第十九話 騎士団長
聖加は一人暗い道を歩いていた。
退職するときは騎士たちに見送られ、花道を通ることを想像していたが、全く違ったものだった。
誰一人、自分の話を最後まで聞いてはくれなかった。
そして自分のことを理解してくれたのは、先ほどの三人だけだった。
そしてその三人は遜頌を疑っているようだった。
「まさか。」
もう一度否定をしてみた。
けれど、すればするほど自分の中の疑念が大きくなる。
「・・・そんなはずはない。」
聖加の脳裏にいつも遊説先で笑顔で子供たちに父親のように「信」について説き続けてきた青年二人が甦る。
まだ、二十歳と十六歳の若い二人だった。
それでも彼らは人の心を満たすという仕事を嫌がることなく誇りを持ってやっていた。
「・・・くそ。

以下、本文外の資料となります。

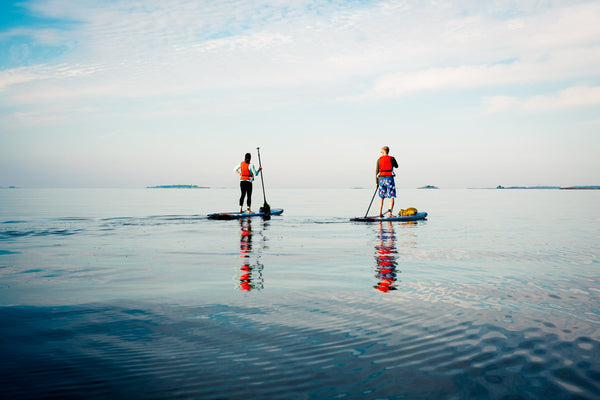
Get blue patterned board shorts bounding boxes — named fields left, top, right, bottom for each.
left=379, top=176, right=396, bottom=199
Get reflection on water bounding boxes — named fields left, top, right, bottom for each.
left=238, top=218, right=264, bottom=292
left=374, top=221, right=399, bottom=292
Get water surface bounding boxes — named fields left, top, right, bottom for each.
left=0, top=189, right=600, bottom=399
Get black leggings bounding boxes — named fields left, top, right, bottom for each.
left=240, top=181, right=252, bottom=207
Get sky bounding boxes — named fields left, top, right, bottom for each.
left=0, top=0, right=600, bottom=188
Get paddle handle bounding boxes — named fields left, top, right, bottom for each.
left=256, top=147, right=267, bottom=204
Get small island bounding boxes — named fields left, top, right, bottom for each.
left=146, top=185, right=210, bottom=189
left=496, top=185, right=560, bottom=189
left=561, top=186, right=600, bottom=190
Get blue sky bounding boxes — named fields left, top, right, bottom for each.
left=0, top=0, right=600, bottom=188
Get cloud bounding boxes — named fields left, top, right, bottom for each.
left=486, top=86, right=600, bottom=113
left=0, top=0, right=600, bottom=109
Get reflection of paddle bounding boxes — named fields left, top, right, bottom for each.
left=256, top=147, right=271, bottom=217
left=365, top=185, right=379, bottom=218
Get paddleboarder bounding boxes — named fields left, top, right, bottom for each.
left=375, top=146, right=398, bottom=217
left=234, top=153, right=262, bottom=212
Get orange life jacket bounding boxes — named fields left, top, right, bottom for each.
left=240, top=161, right=252, bottom=181
left=377, top=155, right=394, bottom=178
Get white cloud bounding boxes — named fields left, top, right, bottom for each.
left=0, top=0, right=600, bottom=101
left=486, top=86, right=600, bottom=113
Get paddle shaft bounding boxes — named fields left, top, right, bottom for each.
left=256, top=147, right=268, bottom=206
left=365, top=185, right=379, bottom=218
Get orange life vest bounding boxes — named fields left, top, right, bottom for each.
left=377, top=155, right=394, bottom=178
left=240, top=161, right=252, bottom=181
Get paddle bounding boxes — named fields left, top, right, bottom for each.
left=365, top=185, right=379, bottom=218
left=256, top=147, right=271, bottom=217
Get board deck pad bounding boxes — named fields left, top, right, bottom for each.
left=208, top=208, right=283, bottom=219
left=350, top=212, right=427, bottom=222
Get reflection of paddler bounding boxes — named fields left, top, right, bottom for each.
left=374, top=222, right=397, bottom=292
left=239, top=218, right=262, bottom=292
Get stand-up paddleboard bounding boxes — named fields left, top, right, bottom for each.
left=350, top=212, right=427, bottom=222
left=208, top=208, right=283, bottom=219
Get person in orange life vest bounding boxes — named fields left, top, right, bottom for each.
left=234, top=153, right=262, bottom=212
left=376, top=146, right=398, bottom=217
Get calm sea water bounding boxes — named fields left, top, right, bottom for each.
left=0, top=189, right=600, bottom=399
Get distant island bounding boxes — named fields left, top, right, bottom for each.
left=561, top=186, right=600, bottom=190
left=146, top=185, right=210, bottom=189
left=496, top=185, right=561, bottom=189
left=496, top=185, right=600, bottom=190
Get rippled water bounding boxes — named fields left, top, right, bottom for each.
left=0, top=189, right=600, bottom=399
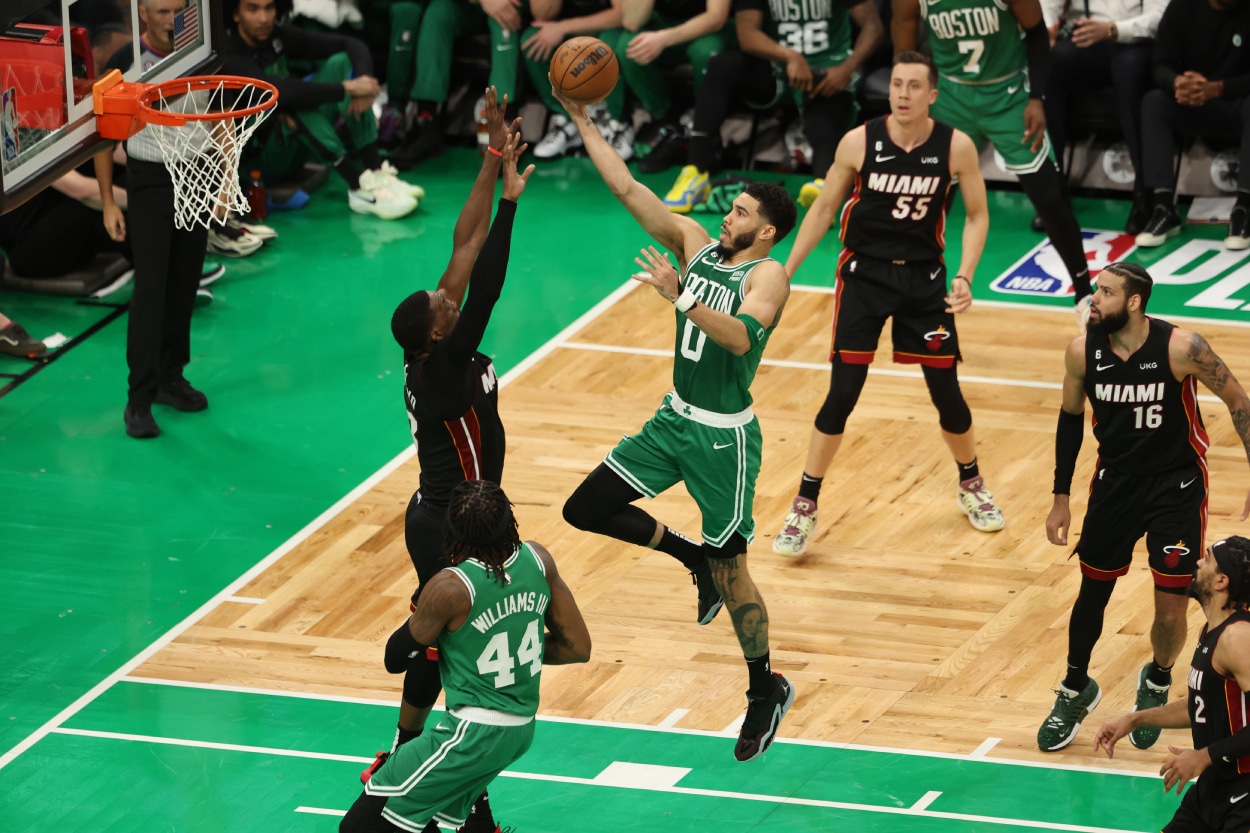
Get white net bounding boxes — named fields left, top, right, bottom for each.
left=144, top=80, right=274, bottom=229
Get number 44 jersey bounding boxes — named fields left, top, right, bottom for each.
left=439, top=543, right=551, bottom=717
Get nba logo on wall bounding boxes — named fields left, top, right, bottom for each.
left=990, top=230, right=1136, bottom=298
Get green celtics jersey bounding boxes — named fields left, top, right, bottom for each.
left=673, top=241, right=773, bottom=414
left=734, top=0, right=853, bottom=68
left=439, top=544, right=551, bottom=717
left=920, top=0, right=1028, bottom=84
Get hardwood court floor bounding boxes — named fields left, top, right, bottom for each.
left=133, top=278, right=1250, bottom=770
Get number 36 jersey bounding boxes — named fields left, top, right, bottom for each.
left=920, top=0, right=1029, bottom=84
left=439, top=543, right=551, bottom=717
left=734, top=0, right=860, bottom=69
left=841, top=116, right=955, bottom=261
left=1085, top=318, right=1209, bottom=474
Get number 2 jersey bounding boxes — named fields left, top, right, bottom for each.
left=439, top=543, right=551, bottom=717
left=1189, top=610, right=1250, bottom=779
left=920, top=0, right=1029, bottom=85
left=841, top=116, right=955, bottom=260
left=1085, top=318, right=1209, bottom=474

」
聖加は教会を見上げて、そして早足で歩き出した。
まだ仕事に残っていた騎士たちはその聖加の姿に驚いていたが、止められる前に聖加は暗想の部屋へと入った。
中では老人が頭を抱えていた。
「おい、お前何してるんだ?」
「話を!話を聞いて欲しい。」
「何ですか?退団した筈の人が。」
扉を開けて入ってきたのは魔宗だった。
「お前もいたか。ちょうどいい。話を聞いてくれ。」
「あなたの話など聞く耳持ちませんよ。聞けば我々までが疑われる。」
「聞くだけでいい!」
暗想は今にも激高し暴れてしまいそうな聖加を座らせ、魔宗にも視線を送った。
「聞くだけ聞いてやって、あとは我々が判断すればよいではないか。」
魔宗はあからさまに嫌な顔をすると机に座った。